European telescope launched on a quest for clues to universe’s darkest secrets
- SpaceX launched the European Space Agency’s Euclid observatory on Saturday from Florida towards its destination 1.5 million km (930,000 miles) away
- The telescope’s 3D map of the cosmos will span both space and time in a bid to explain how the ‘dark universe’ evolved and why its expansion is speeding up
A European space telescope blasted off on Saturday on a quest to explore the mysterious and invisible realm known as the dark universe.
Named for antiquity’s Greek mathematician, Euclid will scour billions of galaxies covering more than one-third of the sky.
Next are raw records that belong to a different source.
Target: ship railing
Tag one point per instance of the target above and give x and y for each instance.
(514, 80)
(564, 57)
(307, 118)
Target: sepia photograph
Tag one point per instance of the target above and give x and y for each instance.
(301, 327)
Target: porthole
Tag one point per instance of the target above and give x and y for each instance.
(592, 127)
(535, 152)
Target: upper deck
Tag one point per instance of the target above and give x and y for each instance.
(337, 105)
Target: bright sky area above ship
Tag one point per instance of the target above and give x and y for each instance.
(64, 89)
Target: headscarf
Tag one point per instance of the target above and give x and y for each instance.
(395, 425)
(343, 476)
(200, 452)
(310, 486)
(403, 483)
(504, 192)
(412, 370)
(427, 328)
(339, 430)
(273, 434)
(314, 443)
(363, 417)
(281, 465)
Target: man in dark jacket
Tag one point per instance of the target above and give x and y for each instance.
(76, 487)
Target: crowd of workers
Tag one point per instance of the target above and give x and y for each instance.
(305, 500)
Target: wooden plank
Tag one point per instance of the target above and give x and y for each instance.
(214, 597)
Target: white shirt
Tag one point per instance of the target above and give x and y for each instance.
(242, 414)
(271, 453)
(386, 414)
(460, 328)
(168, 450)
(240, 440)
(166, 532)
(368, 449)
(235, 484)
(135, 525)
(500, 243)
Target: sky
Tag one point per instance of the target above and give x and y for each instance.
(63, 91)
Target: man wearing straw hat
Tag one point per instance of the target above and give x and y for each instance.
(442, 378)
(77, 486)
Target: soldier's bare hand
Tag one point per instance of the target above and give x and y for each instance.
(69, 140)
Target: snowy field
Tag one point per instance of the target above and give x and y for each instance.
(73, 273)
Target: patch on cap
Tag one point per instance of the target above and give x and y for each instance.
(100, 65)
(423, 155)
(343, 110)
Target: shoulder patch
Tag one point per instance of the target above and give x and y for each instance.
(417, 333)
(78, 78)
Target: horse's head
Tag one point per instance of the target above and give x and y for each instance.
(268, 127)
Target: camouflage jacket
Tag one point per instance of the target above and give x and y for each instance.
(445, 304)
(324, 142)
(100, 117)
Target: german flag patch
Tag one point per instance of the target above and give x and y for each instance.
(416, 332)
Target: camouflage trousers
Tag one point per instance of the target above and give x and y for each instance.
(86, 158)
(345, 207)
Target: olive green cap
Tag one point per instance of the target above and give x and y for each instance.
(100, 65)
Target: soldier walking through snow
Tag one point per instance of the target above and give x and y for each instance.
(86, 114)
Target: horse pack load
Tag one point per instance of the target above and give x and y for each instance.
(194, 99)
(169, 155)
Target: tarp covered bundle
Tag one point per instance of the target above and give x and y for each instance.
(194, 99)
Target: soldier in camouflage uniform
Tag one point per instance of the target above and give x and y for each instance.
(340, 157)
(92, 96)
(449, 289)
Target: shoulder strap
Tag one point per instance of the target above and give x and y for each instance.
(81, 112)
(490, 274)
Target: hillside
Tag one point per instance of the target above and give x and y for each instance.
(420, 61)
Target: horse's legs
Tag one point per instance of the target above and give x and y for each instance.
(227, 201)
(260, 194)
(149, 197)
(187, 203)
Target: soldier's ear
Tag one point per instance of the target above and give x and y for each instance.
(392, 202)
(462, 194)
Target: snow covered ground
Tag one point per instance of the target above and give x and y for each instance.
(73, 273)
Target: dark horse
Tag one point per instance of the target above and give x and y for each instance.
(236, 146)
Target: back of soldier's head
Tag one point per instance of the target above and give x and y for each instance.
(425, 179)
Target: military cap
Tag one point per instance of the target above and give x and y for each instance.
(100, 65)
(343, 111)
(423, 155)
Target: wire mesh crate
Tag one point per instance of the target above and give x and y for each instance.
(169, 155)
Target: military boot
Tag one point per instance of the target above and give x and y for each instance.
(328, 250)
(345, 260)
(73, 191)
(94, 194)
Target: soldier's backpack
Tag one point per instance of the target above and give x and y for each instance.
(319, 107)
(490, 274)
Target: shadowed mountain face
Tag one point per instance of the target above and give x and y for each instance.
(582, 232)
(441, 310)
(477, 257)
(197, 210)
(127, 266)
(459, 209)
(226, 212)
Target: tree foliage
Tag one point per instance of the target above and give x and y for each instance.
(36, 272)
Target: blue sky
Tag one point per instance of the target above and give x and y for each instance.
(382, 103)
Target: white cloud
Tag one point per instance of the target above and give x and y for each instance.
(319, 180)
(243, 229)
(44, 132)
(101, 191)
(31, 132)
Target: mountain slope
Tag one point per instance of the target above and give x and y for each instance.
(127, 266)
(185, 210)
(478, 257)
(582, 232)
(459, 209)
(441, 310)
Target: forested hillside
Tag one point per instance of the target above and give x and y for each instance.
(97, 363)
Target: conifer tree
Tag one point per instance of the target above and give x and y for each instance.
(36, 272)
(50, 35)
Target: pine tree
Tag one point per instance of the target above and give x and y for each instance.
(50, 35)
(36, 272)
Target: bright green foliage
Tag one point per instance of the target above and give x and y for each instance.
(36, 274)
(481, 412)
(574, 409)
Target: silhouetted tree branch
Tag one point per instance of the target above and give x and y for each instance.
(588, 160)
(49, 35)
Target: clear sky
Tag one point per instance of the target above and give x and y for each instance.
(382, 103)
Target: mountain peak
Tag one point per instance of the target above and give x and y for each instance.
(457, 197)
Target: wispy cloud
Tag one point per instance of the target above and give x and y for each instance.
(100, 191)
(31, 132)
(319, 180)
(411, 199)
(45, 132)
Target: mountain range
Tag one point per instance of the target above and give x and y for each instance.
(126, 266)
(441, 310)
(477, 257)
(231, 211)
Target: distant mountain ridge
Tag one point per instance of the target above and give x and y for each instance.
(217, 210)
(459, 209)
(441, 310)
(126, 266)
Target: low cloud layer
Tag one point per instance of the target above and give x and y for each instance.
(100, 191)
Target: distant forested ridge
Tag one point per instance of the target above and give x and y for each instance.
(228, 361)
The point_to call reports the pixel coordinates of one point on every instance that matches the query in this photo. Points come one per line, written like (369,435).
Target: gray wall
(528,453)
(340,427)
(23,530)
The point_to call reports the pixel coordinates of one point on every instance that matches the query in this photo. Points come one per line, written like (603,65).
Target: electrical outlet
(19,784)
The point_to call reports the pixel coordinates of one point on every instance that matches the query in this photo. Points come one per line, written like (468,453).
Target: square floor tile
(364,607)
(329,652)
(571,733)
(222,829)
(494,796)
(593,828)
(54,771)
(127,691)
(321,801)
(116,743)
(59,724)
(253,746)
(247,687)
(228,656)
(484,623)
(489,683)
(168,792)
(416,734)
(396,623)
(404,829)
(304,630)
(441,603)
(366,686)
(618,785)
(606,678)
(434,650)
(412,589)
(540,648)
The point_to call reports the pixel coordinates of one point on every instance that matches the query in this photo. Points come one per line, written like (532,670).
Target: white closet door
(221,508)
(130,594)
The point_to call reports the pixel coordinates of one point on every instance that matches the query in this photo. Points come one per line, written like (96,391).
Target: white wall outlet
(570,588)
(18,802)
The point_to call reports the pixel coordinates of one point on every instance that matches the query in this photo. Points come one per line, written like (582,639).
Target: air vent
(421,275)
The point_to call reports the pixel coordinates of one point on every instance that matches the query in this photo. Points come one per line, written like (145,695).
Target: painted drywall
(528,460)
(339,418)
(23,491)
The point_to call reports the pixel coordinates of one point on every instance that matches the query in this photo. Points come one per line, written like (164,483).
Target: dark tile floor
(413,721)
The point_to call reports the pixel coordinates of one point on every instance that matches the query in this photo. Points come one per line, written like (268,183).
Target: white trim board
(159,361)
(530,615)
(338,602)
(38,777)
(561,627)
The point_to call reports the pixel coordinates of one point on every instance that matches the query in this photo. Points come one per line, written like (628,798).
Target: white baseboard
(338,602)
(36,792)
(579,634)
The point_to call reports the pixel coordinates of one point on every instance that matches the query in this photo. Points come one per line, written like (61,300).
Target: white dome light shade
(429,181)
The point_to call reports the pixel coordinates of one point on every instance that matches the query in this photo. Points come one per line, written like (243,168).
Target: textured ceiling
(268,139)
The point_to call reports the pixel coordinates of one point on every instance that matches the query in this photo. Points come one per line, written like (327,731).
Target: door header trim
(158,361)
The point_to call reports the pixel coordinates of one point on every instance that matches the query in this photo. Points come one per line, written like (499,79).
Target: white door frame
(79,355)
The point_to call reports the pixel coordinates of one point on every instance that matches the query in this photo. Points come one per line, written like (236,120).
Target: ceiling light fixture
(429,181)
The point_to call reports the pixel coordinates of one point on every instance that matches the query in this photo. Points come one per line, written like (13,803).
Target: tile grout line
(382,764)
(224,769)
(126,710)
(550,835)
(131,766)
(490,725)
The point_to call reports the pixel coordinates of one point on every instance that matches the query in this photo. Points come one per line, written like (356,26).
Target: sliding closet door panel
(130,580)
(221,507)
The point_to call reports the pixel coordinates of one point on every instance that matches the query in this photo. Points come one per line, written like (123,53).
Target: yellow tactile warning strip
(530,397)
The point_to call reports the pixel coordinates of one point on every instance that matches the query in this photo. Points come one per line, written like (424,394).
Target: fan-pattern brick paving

By pinpointing the location and shape of galaxies up to 10 billion light-years away – almost all the way back to the cosmos-creating Big Bang – scientists hope to glean insight into the dark energy and dark matter that make up most of the universe and keep it expanding.
Scientists understand only 5 per cent of the universe: stars, planets, us. The rest is “still a mystery and an enigma, a huge frontier in modern physics that we hope this mission will actually help to push forward,” the European Space Agency’s science director, Carole Mundell, said just before lift-off.
The telescope’s highly anticipated 3D map of the cosmos will span both space and time in a bid to explain how the dark universe evolved and why its expansion is speeding up.